Trade in Canada – a resilient 2018 but uncertain times ahead


Canadian 2018 export review

According to World’s Top Exports, a global trade aggregate website, from January – September 2018, Canadian exported goods were on track for an annualized $449.8 billion– representing a 6.9% year-over-year gain from 2017. Canada’s exports now represent 31.4% of total economic output.

In 2018, 77.4% of exported products were destined for the US & Mexico markets. Meanwhile, Asia purchased 11.5%, Europe accounted for 8.5% and just 0.7% of Canadian exports were sent to Africa. Canada’s top 3 exporting sectors in 2018 were mineral fuels [including oil] (20.1%), vehicles (14.8%), and machinery [including computers] (7.7%).

2019 Canadian GDP growth forecast

The Bank of Canada is projecting 2019 GDP growth to be 1.7%, down from its previous forecast of 2.1% in October. The first quarter of 2019 could make or break for the year ahead with growth is expected to be just 0.8% over the first three months.

Canada’s population grew by 1.4% last year – the largest increase since the early 1990s. Meanwhile, Canada’s three largest cities – GTA, Montreal and Vancouver – account for 35% of GDP. To compare, in the US the top three cities only account for 15% of GDP.

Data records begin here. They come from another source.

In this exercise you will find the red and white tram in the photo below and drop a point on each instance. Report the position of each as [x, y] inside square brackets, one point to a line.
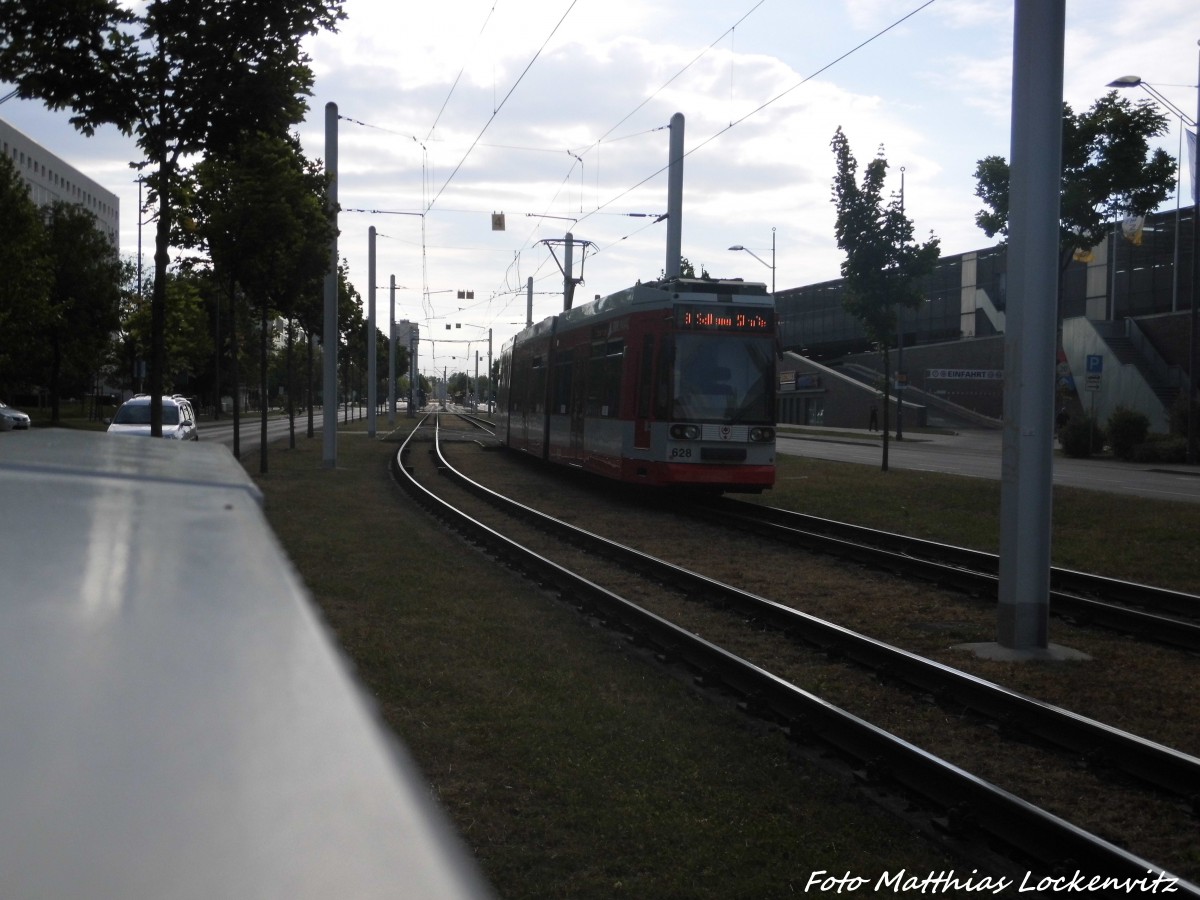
[669, 383]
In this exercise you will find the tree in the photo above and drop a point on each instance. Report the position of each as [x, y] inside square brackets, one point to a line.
[83, 306]
[186, 77]
[883, 264]
[24, 275]
[1108, 173]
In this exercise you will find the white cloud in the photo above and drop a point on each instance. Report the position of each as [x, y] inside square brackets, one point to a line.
[582, 135]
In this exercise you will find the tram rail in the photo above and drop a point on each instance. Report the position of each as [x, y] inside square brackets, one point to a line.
[961, 797]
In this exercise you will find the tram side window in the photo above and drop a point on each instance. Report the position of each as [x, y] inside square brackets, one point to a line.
[561, 397]
[604, 378]
[538, 385]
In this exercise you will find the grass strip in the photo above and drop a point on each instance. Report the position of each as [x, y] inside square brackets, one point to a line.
[570, 766]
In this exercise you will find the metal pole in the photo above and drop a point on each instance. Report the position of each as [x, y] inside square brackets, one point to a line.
[675, 198]
[773, 262]
[1026, 465]
[568, 269]
[900, 378]
[391, 352]
[329, 333]
[1195, 285]
[372, 379]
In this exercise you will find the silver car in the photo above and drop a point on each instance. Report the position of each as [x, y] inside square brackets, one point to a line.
[12, 419]
[178, 418]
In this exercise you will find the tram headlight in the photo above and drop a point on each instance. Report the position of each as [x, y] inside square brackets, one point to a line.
[762, 435]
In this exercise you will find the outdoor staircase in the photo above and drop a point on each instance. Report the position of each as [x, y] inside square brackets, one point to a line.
[1127, 354]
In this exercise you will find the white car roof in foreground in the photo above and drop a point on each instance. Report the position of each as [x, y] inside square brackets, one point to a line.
[177, 719]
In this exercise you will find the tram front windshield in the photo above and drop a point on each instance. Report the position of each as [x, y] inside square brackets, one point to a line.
[723, 378]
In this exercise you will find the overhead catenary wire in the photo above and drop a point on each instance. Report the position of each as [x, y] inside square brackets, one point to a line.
[501, 105]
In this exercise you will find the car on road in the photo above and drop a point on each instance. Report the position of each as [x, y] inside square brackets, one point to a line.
[12, 419]
[178, 418]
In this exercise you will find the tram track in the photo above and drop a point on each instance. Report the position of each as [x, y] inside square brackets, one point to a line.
[964, 802]
[1167, 617]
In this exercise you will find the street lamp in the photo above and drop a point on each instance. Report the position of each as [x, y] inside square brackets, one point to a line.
[1135, 82]
[769, 265]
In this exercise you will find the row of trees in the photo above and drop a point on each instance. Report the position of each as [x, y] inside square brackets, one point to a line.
[1109, 173]
[221, 83]
[60, 294]
[210, 91]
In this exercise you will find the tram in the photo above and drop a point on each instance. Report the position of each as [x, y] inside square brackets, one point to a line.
[669, 383]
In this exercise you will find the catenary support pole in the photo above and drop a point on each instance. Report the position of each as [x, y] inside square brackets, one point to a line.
[329, 330]
[1031, 334]
[675, 198]
[372, 365]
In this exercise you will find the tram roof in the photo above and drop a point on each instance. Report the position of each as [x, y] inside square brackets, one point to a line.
[647, 295]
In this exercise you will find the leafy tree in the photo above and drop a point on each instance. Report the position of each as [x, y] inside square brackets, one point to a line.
[83, 306]
[262, 214]
[185, 77]
[1108, 173]
[189, 343]
[883, 264]
[24, 275]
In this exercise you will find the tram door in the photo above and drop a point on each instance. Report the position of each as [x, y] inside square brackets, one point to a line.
[645, 391]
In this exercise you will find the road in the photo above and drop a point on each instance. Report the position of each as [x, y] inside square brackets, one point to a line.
[978, 454]
[221, 432]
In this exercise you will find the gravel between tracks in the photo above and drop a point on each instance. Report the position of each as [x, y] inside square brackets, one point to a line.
[1143, 689]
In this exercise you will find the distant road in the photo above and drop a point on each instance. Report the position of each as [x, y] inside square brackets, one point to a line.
[978, 454]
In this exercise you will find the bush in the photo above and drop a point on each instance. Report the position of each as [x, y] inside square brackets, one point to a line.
[1081, 437]
[1127, 429]
[1162, 448]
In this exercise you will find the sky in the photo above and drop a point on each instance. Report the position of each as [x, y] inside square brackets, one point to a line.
[555, 113]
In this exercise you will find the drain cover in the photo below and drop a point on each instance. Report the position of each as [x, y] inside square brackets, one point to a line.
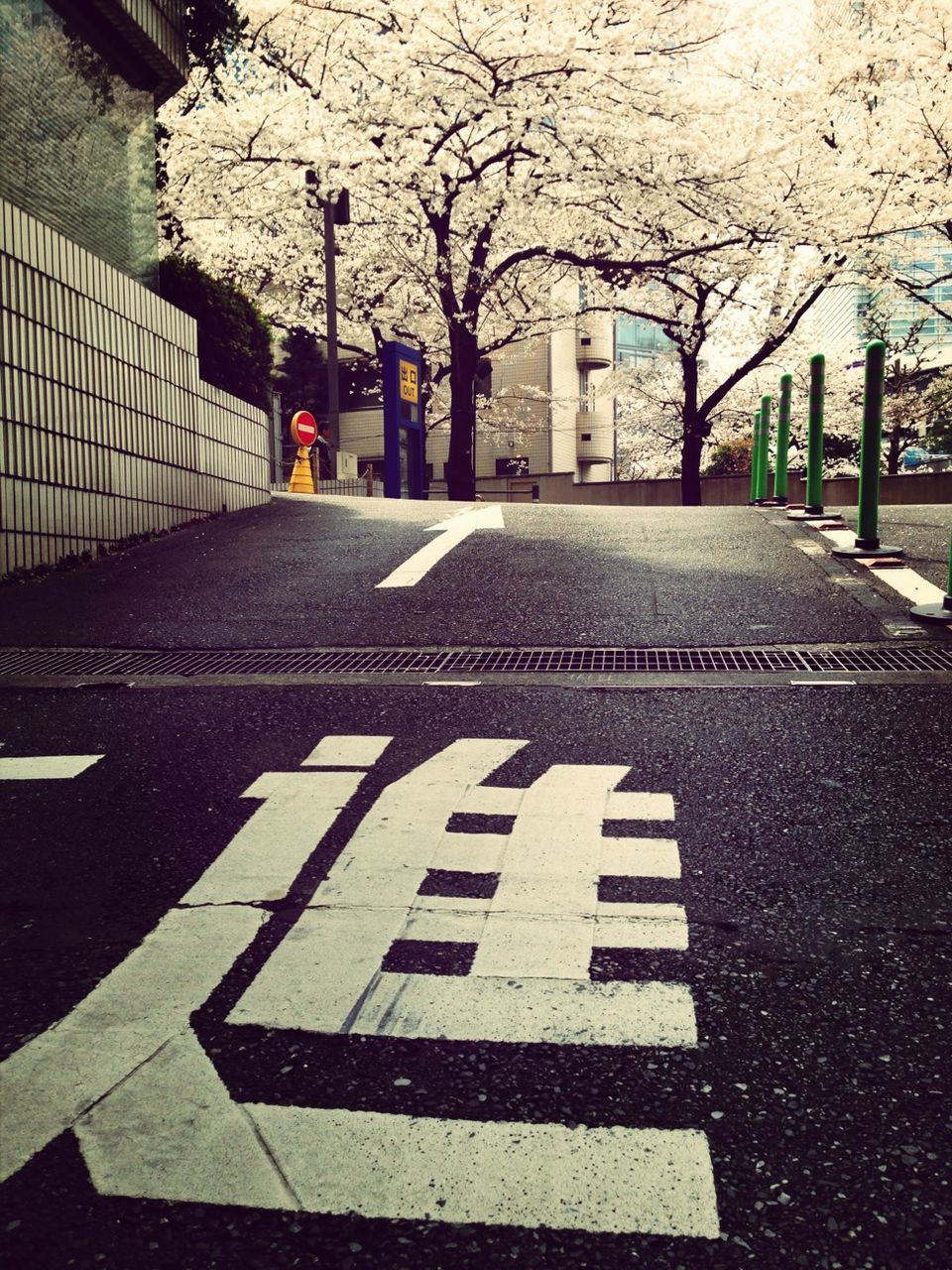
[143, 663]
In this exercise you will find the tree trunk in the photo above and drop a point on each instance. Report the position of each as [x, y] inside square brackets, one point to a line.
[692, 435]
[692, 444]
[892, 452]
[463, 348]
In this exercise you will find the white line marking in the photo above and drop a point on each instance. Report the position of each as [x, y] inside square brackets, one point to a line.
[49, 767]
[347, 752]
[172, 1132]
[909, 583]
[531, 1010]
[451, 534]
[640, 933]
[814, 684]
[148, 998]
[268, 852]
[654, 1182]
[640, 857]
[55, 1078]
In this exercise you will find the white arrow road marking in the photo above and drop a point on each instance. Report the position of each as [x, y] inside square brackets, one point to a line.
[49, 767]
[451, 534]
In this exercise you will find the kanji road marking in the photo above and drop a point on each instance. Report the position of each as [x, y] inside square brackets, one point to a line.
[154, 1118]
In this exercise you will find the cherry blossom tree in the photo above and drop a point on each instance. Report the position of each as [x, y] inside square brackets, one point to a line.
[489, 150]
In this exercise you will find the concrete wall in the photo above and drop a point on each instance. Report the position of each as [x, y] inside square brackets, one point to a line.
[107, 429]
[715, 490]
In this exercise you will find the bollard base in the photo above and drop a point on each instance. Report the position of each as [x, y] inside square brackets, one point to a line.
[867, 548]
[934, 612]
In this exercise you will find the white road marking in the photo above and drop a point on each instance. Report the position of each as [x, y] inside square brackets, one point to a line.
[173, 1132]
[529, 1010]
[264, 857]
[155, 1120]
[530, 978]
[347, 752]
[48, 767]
[656, 1182]
[814, 684]
[148, 998]
[451, 534]
[130, 1015]
[909, 583]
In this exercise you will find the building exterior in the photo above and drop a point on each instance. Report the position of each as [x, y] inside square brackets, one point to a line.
[108, 429]
[543, 413]
[835, 322]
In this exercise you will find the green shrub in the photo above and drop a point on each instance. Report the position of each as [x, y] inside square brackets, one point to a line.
[234, 339]
[730, 458]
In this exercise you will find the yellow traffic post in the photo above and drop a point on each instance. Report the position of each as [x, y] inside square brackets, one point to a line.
[303, 431]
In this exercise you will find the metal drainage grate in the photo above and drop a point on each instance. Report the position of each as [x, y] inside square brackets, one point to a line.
[477, 661]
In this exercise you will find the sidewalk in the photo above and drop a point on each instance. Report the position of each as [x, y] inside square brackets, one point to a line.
[302, 572]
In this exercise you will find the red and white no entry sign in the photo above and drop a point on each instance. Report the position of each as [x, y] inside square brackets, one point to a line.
[303, 429]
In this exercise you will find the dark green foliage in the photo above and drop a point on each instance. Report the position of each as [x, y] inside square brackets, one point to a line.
[302, 375]
[938, 412]
[234, 339]
[213, 28]
[730, 458]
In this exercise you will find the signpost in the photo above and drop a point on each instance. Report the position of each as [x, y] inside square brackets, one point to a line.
[403, 421]
[303, 434]
[303, 429]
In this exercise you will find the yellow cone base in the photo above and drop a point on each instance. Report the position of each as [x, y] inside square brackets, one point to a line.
[302, 476]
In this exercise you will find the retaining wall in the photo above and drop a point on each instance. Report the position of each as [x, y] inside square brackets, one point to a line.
[108, 430]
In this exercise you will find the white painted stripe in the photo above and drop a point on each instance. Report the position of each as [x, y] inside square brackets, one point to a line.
[55, 1078]
[551, 870]
[444, 926]
[640, 857]
[640, 807]
[535, 948]
[492, 801]
[368, 893]
[620, 1180]
[347, 752]
[909, 583]
[49, 767]
[640, 933]
[653, 912]
[451, 531]
[172, 1132]
[470, 852]
[833, 684]
[534, 1010]
[267, 853]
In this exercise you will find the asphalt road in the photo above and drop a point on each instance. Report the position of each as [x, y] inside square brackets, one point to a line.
[766, 1086]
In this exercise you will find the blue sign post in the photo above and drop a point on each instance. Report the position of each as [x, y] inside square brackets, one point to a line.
[403, 421]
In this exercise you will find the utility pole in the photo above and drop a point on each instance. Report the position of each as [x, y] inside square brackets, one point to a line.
[335, 212]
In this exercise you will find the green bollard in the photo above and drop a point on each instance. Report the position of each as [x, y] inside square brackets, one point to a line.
[763, 465]
[779, 472]
[867, 543]
[754, 457]
[812, 498]
[938, 612]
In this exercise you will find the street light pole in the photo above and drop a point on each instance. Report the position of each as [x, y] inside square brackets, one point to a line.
[330, 291]
[335, 212]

Consumer spending and the housing sectors continue to be the workhorses for the Canadian economy. However, consumer spending is slowing down as spending adjusts to previous interest-rate hikes and tighter mortgage rules. The Bank of Canada’s key interest rate holds steady at 1.75% after being raised three times in the previous calendar year.

A decline in global oil prices has had a substantial impact on Canada’s GDP growth prospects. The Bank of Canada estimates the oil slump, which began last summer and has seen a slight recovery in recent weeks, is projected to reduce Canada’s GDP growth by 0.5% by the end of 2020.

US & global growth considerations

“Last year growth numbers in the US were good, coming in just under 3%. This year, US growth is estimated at 2.4%, even allowing for the hit from the government shutdown.” predicts Craig Wright, Chief Economist for Royal Bank of Canada at a recent Economic Club of Canada event sponsored by CPA Ontario.

“It’s not surprising that the recession debate has surfaced. The U.S. economy is in its tenth year of expansion. The closer you get to the end of expansion the odds of recession start to move higher.” Wright continues.

Consumers drive 70% of the US economy and with US unemployment at a low 4%, they will continue to account for considerable US growth in for the year ahead.

China’s growth is projected to decelerate to around 6% this year and Europe’s growth is projected to slow as well. Brexit is an ongoing concern for the global economy given that London is a major global financial centre.

The trade war between the US and China is considered the single trade largest risk facing the global economy. This conflict may eventually resolve itself with both sides taking a step back, however, if the trade war intensifies, the Canadian and global economy is a likely proxy target for the ongoing political chess match. As such, the newly-minted USMCA could quickly become a political pawn between Canada and the US, ultimately casting shade on the Canadian economy in 2019.